To get a handle on the performance differences, you would have to look at the machine language (SASS) generated for the various cases. You can do so by disassembling the binary with cuobjdump --dump-sass.

Thanx a lot njuffa. But as i see unrolling happens on nvcc stage.
I had a guess that xptxas optimizes the code. More over a cant see ld.cg.global instructions when compiling with -dlcm=cg.
This disassembly is really helpful and code seems to quite clear.

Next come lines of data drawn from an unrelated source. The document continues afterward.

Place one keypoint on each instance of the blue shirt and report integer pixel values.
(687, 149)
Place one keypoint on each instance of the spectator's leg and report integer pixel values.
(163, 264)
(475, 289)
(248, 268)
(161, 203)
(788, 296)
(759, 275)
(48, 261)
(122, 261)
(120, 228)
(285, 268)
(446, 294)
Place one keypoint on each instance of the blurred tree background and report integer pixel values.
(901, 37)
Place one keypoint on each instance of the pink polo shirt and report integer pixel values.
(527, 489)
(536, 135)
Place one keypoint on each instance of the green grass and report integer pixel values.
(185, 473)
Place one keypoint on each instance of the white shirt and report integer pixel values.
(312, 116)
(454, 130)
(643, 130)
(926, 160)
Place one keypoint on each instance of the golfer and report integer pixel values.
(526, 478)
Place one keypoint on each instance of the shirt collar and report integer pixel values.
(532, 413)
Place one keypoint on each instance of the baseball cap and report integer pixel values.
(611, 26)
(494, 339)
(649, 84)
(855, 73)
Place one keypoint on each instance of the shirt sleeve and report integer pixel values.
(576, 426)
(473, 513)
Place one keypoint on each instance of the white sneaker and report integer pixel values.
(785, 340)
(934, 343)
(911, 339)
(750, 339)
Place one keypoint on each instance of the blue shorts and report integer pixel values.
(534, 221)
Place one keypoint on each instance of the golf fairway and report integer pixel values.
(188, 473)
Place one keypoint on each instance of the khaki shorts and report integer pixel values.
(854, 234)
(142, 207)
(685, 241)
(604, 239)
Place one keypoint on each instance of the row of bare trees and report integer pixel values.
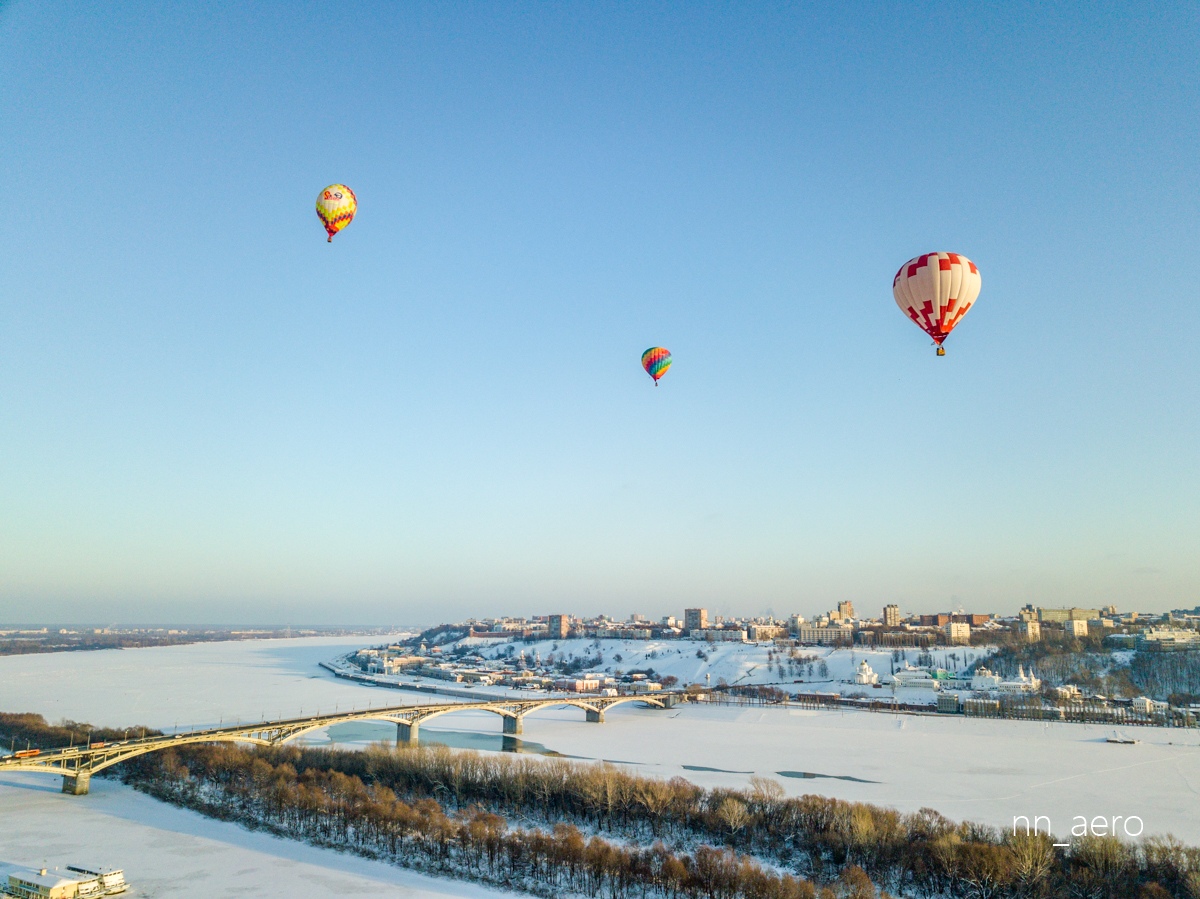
(334, 809)
(819, 838)
(21, 730)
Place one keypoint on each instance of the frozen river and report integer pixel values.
(966, 768)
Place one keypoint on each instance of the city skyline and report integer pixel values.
(210, 414)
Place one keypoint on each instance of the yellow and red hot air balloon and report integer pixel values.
(657, 360)
(935, 291)
(336, 207)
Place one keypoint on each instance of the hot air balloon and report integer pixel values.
(336, 207)
(935, 291)
(657, 360)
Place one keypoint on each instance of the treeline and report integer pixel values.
(330, 808)
(822, 840)
(1173, 676)
(22, 730)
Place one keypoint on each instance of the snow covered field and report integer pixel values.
(693, 660)
(174, 852)
(966, 768)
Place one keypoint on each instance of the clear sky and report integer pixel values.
(210, 414)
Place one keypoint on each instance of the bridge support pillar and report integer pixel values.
(407, 732)
(77, 784)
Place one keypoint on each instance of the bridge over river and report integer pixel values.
(76, 765)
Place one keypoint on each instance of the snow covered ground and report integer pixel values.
(173, 852)
(966, 768)
(691, 660)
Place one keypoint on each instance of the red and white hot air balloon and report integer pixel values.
(935, 291)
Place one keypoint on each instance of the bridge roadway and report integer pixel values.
(76, 765)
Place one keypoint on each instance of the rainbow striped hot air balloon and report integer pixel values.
(657, 360)
(336, 207)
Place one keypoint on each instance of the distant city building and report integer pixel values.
(623, 633)
(984, 679)
(948, 703)
(577, 684)
(958, 633)
(1057, 616)
(1167, 639)
(1075, 628)
(832, 635)
(865, 675)
(558, 627)
(720, 635)
(1021, 683)
(919, 678)
(975, 621)
(1147, 706)
(766, 631)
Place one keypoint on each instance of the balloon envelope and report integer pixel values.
(657, 360)
(336, 207)
(935, 291)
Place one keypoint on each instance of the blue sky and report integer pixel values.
(210, 414)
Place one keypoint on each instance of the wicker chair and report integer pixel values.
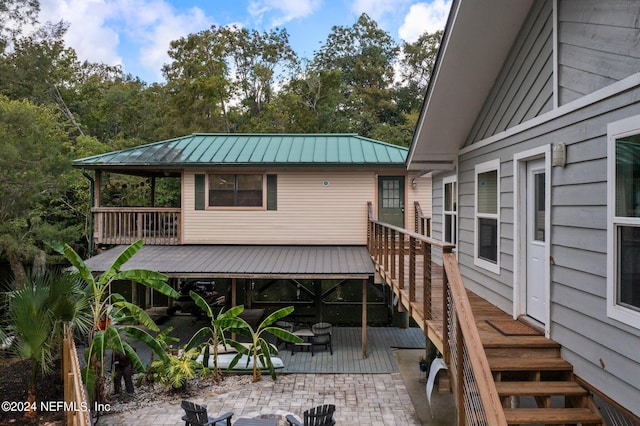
(321, 336)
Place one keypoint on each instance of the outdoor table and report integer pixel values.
(255, 422)
(306, 335)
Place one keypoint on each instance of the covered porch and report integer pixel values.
(493, 359)
(247, 270)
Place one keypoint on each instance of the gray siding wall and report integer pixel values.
(524, 88)
(598, 44)
(578, 238)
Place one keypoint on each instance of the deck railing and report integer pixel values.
(75, 396)
(126, 225)
(404, 258)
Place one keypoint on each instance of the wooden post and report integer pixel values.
(317, 299)
(153, 191)
(233, 300)
(364, 318)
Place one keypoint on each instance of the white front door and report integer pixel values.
(536, 299)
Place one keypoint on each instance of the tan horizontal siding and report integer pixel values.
(308, 212)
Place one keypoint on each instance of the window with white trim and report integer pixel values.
(623, 275)
(235, 190)
(487, 217)
(450, 210)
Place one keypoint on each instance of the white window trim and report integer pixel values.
(627, 127)
(483, 168)
(446, 180)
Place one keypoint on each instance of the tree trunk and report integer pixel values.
(19, 273)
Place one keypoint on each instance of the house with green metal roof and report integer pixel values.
(252, 206)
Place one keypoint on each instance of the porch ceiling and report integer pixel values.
(218, 261)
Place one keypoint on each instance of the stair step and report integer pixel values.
(528, 364)
(551, 416)
(548, 388)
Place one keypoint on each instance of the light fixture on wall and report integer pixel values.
(559, 155)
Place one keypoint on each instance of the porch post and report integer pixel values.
(364, 318)
(153, 191)
(233, 300)
(97, 188)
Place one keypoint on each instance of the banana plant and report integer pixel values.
(213, 335)
(259, 350)
(112, 315)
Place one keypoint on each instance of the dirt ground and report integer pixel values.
(14, 380)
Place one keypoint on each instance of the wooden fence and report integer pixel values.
(75, 395)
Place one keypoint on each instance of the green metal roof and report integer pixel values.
(251, 150)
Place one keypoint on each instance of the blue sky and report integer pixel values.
(136, 33)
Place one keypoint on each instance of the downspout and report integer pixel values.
(91, 201)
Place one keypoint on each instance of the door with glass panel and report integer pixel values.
(536, 300)
(391, 200)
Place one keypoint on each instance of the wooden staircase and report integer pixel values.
(535, 385)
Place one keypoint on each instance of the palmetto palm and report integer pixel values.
(36, 313)
(214, 333)
(112, 315)
(259, 350)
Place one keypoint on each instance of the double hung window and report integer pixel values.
(623, 288)
(235, 190)
(450, 210)
(487, 217)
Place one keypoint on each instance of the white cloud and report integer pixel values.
(87, 34)
(424, 17)
(287, 10)
(377, 9)
(98, 26)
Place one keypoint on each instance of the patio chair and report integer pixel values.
(285, 325)
(321, 336)
(196, 415)
(321, 415)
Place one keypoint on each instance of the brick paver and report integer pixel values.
(360, 399)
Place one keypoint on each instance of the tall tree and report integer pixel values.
(32, 168)
(257, 59)
(198, 83)
(416, 64)
(364, 55)
(14, 16)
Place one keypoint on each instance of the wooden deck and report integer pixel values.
(347, 348)
(432, 321)
(492, 358)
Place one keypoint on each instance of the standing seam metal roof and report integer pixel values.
(254, 149)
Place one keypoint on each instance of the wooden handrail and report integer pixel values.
(75, 395)
(493, 410)
(422, 222)
(389, 246)
(125, 225)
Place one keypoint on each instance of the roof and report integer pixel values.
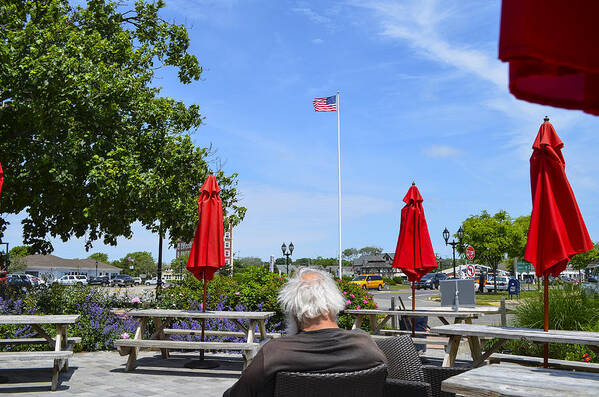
(52, 261)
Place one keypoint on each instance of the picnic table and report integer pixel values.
(502, 380)
(163, 318)
(60, 343)
(376, 325)
(474, 332)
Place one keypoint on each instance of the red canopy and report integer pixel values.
(551, 46)
(557, 231)
(414, 254)
(207, 251)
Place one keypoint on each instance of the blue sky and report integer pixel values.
(423, 98)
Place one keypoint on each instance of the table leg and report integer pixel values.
(452, 350)
(134, 350)
(262, 329)
(358, 321)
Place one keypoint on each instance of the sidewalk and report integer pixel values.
(103, 374)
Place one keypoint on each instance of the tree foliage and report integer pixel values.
(88, 144)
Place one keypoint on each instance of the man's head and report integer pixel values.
(308, 296)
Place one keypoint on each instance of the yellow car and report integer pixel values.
(368, 281)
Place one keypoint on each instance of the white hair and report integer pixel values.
(309, 294)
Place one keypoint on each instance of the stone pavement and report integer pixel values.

----------------------------------6 hours later

cuobjdump is a really great thing! One thing I cant understand how it creates --dump-ptx from binary with exactly the same command sequence as in .ptx output of nvcc (except links to lines of .cu source). sass output was very helpful for my problem with --dlcm=cg

btw, does anybody know a useful link to nvcc intrinsics? I want to invoke ld.cg.global(ptx)/LD.E.CG(sass) for only one transaction and -dlcm=cg makes all global transaction to be non-caching.